What happens in the past, should stay in the past – or should it? But the question Tingha elder and Friends of Myall Creek committee member Kelvin Brown might have people ask is whether it’s even possible for the past not to affect the present?
Sunday marked the 179th anniversary of the Myall Creek massacre, where direct descendants of victims and the perpetrators stood side by side in a painful but ultimately healing act of truth-telling. Below them – the valley where, on June 10, 1838, women, children and elderly men were corralled as men on horseback rode into their midst, hacking them with swords, and trampling them under hoof.
“It’s the legacy,” Mr Brown said. “The inter-generational trauma of what happened then that still affects people today.”
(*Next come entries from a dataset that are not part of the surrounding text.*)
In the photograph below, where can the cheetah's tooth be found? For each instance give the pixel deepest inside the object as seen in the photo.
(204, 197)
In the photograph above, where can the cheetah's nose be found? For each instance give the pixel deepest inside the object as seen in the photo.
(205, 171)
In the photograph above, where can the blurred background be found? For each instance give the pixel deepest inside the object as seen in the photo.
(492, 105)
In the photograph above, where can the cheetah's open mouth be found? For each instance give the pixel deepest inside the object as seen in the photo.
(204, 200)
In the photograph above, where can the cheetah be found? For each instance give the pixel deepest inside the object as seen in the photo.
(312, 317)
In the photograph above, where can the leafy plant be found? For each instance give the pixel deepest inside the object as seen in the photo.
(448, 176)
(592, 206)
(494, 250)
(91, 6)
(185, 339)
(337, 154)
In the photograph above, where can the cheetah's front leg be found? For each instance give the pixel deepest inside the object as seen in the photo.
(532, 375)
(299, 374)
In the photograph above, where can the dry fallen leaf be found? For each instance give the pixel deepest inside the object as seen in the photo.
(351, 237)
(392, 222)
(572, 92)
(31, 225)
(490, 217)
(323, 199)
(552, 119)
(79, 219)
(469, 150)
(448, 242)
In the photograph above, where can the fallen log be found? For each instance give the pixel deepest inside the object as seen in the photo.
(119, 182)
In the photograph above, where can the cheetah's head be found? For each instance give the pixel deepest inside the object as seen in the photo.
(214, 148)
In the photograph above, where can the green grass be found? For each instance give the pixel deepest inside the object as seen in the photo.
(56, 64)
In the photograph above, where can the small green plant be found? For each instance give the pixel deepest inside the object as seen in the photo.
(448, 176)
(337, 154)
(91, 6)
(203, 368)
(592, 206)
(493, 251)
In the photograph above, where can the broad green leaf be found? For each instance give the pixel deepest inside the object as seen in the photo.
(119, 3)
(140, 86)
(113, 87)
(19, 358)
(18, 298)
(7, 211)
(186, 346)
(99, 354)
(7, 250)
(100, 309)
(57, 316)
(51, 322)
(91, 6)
That time has not healed all wounds, is a belief shared by the guest speaker at this year’s commemoration service, NSW Senior Crown Prosecutor Mark Tedeschi AM QC.
Mr Tedeschi described the Myall Creek massacre as a crime that has come to represent the multitude of massacres that occurred during the 120 years of colonial and later Australian history.
Unlike the many other killings of Australia’s Indigenous people, history records more about the killings committed by 12 non-Indigenous stockmen, because they were documented in the rare police investigation and court proceedings that followed.
By modern standards, Mr Tedeschi said the attack would meet the criteria of a “war crime” and a deliberate state-sanctioned act of “genocide” for which not only the murderers but the country’s leaders would be punishable under “the rules of international criminal law”.
“Very few schools ... teach what almost invariably happened within a few years of the discoveries of the great explorers. The expansion of white pastoralists into areas that had previously been occupied by Indigenous clans for millennia.
The expropriation of their land, the destruction of their culture and society, and the massacres of tens of thousands of them in hundreds of locations throughout Australia.
A real acceptance by mainstream Australia of the horrors that were perpetrated against our Indigenous communities in our colonial period will bring with it an understanding of the long-term trauma that has been transferred down the generations.”